# OBRAS HIDRAULICAS - INGENIERIA DEL AGUA > Canales >  Obras para reparar el túnel de la Margen Izquierda del trasvase Tajo-Segura

## FEDE

http://www.agroinformacion.com/notic...jo-segura.aspx

*Obras para reparar el túnel de la Margen Izquierda del trasvase Tajo-Segura*

*Para garantizar el suministro al canal se ha ejecutado una doble estación de bombeo*

29/12/2012



El Consejo de Ministros ha autorizado, a propuesta del Ministerio de Agricultura, Alimentación y Medio Ambiente, las obras de emergencia por importe de 10 millones de euros para reparar el túnel de Ulea (Murcia), mientras se garantiza el abastecimiento a la población y el mantenimiento de los regadíos en la cuenca del río Segura y en zonas de las provincias de Murcia y Alicante.   La infraestructura del trasvase Tajo-Segura se separa en dos canales principales de distribución, uno de los cuales atraviesa un túnel, bajo la sierra de Ulea (Murcia), que sufrió un derrumbe. Se interrumpió así el suministro de caudales al canal principal de la Margen Izquierda, afectando a diversos usuarios.

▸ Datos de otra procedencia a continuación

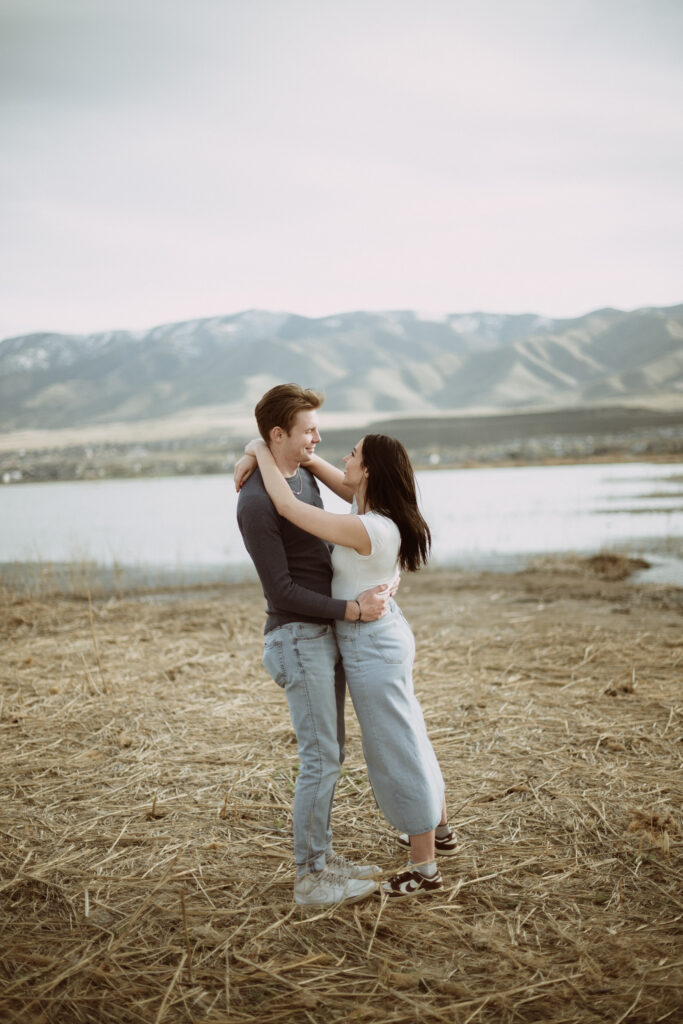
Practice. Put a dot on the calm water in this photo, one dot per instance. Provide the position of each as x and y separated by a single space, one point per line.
493 518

   El  túnel averiado se ubica en el término municipal de Ulea, aguas abajo del azud de Ojós. Tiene una longitud de 3,4 kilómetros y cinco metros de diámetro, y es el inicio del Canal Principal de la Margen Izquierda del postrasvase Tajo-Segura. 
   Desde su rotura, el Ministerio de Agricultura, Alimentación y Medio Ambiente puso en marcha con la máxima celeridad diversas medidas para superar los efectos de la interrupción parcial del suministro del agua, además de iniciar las obras de reparación del túnel, que se prevé que concluyan a principios de 2013.

----------